Training, ReTraining, and ReReTraining
“We had some Passers in a meeting that said flatly they would never become Photographers.” The sort of, but not really anymore, Boss says. “They said they knew it might limit their work potential. Well, duh.”
“Yeah, I figure they have about a month left.” I say and shrug.
Still hanging in there with The New Company, that deadline when everything becomes impossible to deal with keeps getting pushed back a few weeks and I keep dragging my feet about doing anything else. So I’ll try working a few of the new Shoots and see what the pay looks like. I’m still not at all optimistic about any of it.
Since we are all Old Pros, we are not being given the normal two weeks of Training that a New Hire would get. We had to watch an hour or two worth of videos online and we’re having a two day workshop where we are learning to setup and tear-down the new Studio. It’s a pretty simple affair with a severely limited set of lighting and posing options compared to the Studio I’ve been using with the Old Company. It is hot off the assembly line though and the cameras and lights are brand new. Yes, I have two cameras, a bit of a change from most of the Studios I have used over the years where if your camera broke you were SOL.
Of course, the shiny new Studio is irrelevant. They still want the Photographers to sell pictures and the Passers to take Portraits. And if we don’t want to do that, the door is right over there. Like everyone else, I’ve known the door was there for several months, but I have been pointedly trying not to look at it.
Working for the New Company is like stepping back in time twenty years. The Studio, the Sales Table, and endless newsletters filled with self congratulations so reminds me of all those other Companies that thought they were the greatest thing since sliced bread-right before they went out of business. The fact of the matter is that Assembly Line Portraits is a dying industry. Free images from cell phones and ever cheaper Pro level digital cameras are going to continue to make our customer base less and less impressed with what we have to offer.
About 15 years or so ago, I did my first Shoot-N-Show. I didn’t do well. I shot a lot of Nonbuyers, I wasn’t good at making sells. But I was impressed with the software the tiny Permanent Studio used. I had been working in the Traveling Studio division, so I didn’t use any software. The Sales Software was classic Graphic User Interface. You clicked on a image of an 8×10 or a 5×7 and dragged it to one side of the display. The computer automatically-and instantaneously-calculated the price for the package with that added or removed photo. The Subject saw the price and could make an informed buying decision at that time.
I’m not a salesperson, but I am a pretty damned good software user. My own favorite Portrait Sales software is ProSelect, an amazing bit of business that allows you to choose images, create composites, play slideshows, set prices, and crunch the numbers once you have the package put together-among other things. My only gripe is that it doesn’t have a spreadsheet function where you can see the totals for a day’s or a week’s sales.
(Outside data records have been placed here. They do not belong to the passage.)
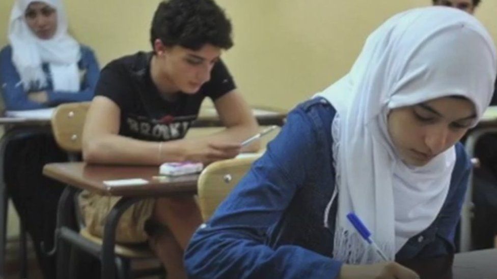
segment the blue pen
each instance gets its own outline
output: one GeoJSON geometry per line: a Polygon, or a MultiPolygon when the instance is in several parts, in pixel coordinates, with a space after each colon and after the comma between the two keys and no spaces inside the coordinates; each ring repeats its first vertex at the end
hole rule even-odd
{"type": "Polygon", "coordinates": [[[357,230],[357,232],[359,233],[359,234],[360,234],[361,236],[364,238],[364,240],[368,241],[369,245],[373,246],[373,248],[374,249],[374,250],[376,251],[378,255],[380,255],[380,257],[381,257],[383,260],[388,261],[389,260],[386,258],[386,256],[385,256],[385,254],[383,253],[383,251],[380,249],[379,247],[376,245],[376,243],[374,243],[374,241],[373,241],[373,239],[371,238],[371,232],[368,230],[368,228],[366,227],[366,226],[364,226],[364,224],[363,224],[363,222],[361,222],[360,219],[359,219],[359,218],[357,217],[357,215],[356,215],[353,212],[350,212],[347,214],[347,218],[349,221],[350,221],[350,223],[352,223],[352,225],[354,226],[354,228],[355,228],[355,229],[357,230]]]}

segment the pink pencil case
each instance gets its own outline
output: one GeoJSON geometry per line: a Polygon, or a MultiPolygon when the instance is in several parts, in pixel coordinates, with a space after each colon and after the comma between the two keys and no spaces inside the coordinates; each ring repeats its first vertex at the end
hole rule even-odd
{"type": "Polygon", "coordinates": [[[165,175],[177,176],[200,172],[203,168],[204,165],[202,163],[164,163],[160,165],[159,173],[165,175]]]}

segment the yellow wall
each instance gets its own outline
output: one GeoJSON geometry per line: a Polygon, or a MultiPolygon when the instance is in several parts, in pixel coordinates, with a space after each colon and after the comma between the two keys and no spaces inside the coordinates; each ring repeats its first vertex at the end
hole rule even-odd
{"type": "MultiPolygon", "coordinates": [[[[224,56],[249,103],[289,109],[346,73],[366,36],[398,12],[431,0],[217,0],[234,26],[224,56]]],[[[65,0],[71,30],[103,65],[149,49],[158,0],[65,0]]],[[[0,45],[13,2],[0,1],[0,45]]],[[[477,16],[497,39],[497,1],[477,16]]]]}

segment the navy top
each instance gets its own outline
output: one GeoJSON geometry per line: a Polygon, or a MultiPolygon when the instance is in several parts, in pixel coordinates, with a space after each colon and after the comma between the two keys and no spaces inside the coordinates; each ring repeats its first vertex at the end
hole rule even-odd
{"type": "Polygon", "coordinates": [[[89,47],[81,45],[81,59],[78,62],[80,72],[84,75],[80,91],[65,92],[52,90],[51,79],[47,64],[42,65],[48,81],[44,88],[31,88],[25,91],[20,77],[12,62],[12,48],[9,45],[0,51],[0,91],[7,110],[24,110],[53,107],[63,103],[90,101],[93,97],[95,85],[98,80],[100,69],[93,51],[89,47]],[[30,100],[30,92],[46,91],[48,100],[40,104],[30,100]]]}
{"type": "MultiPolygon", "coordinates": [[[[337,203],[324,212],[335,171],[331,123],[324,99],[298,106],[264,154],[197,231],[185,254],[192,278],[335,278],[332,255],[337,203]]],[[[455,253],[454,233],[471,164],[460,143],[447,197],[435,221],[411,238],[397,260],[455,253]]]]}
Still, ProSelect is by far the best photo selling software I have ever used.
The New Company has different ideas about Selling. They want the Passer, and the Photographers forced to take up the role of Passer, to crunch all the numbers by hand. And you have to calculate several sets of numbers to compare the prices for Basic, Canvas, Retouching, etc. This is an even more drastic step back in time than the minimalist Portrait Studio that is one step up from a Photo-booth at an amusement park. I can’t even remember the last time I used a real world calculator or wrote anything more than my signature in longhand. I’m sure all The Old Company Passers are in the same boat.
For the most part, we’re a pretty curmudgeonly lot. One of my best weeks ever I was working with a couple of the best Passers in the Area. We were running high averages and the sales total for the week for over $25,000-where a normal week was closer $15,000 and often a lot less. So what did we do? W bitched and moaned about the five people who didn’t spend two hundred dollars on pictures.
I don’t think there are going to be any $25.000 weeks with the New Company. I don’t think there will be many $10,000 weeks with the New Company. I have my doubts about $5,000 weeks. And I think that is where the New Company will finally winnow out the last of the Old Company holdouts. It won’t take too many $85 paychecks to push the rest of us out the door.
Sigh. Everything is going to be alright.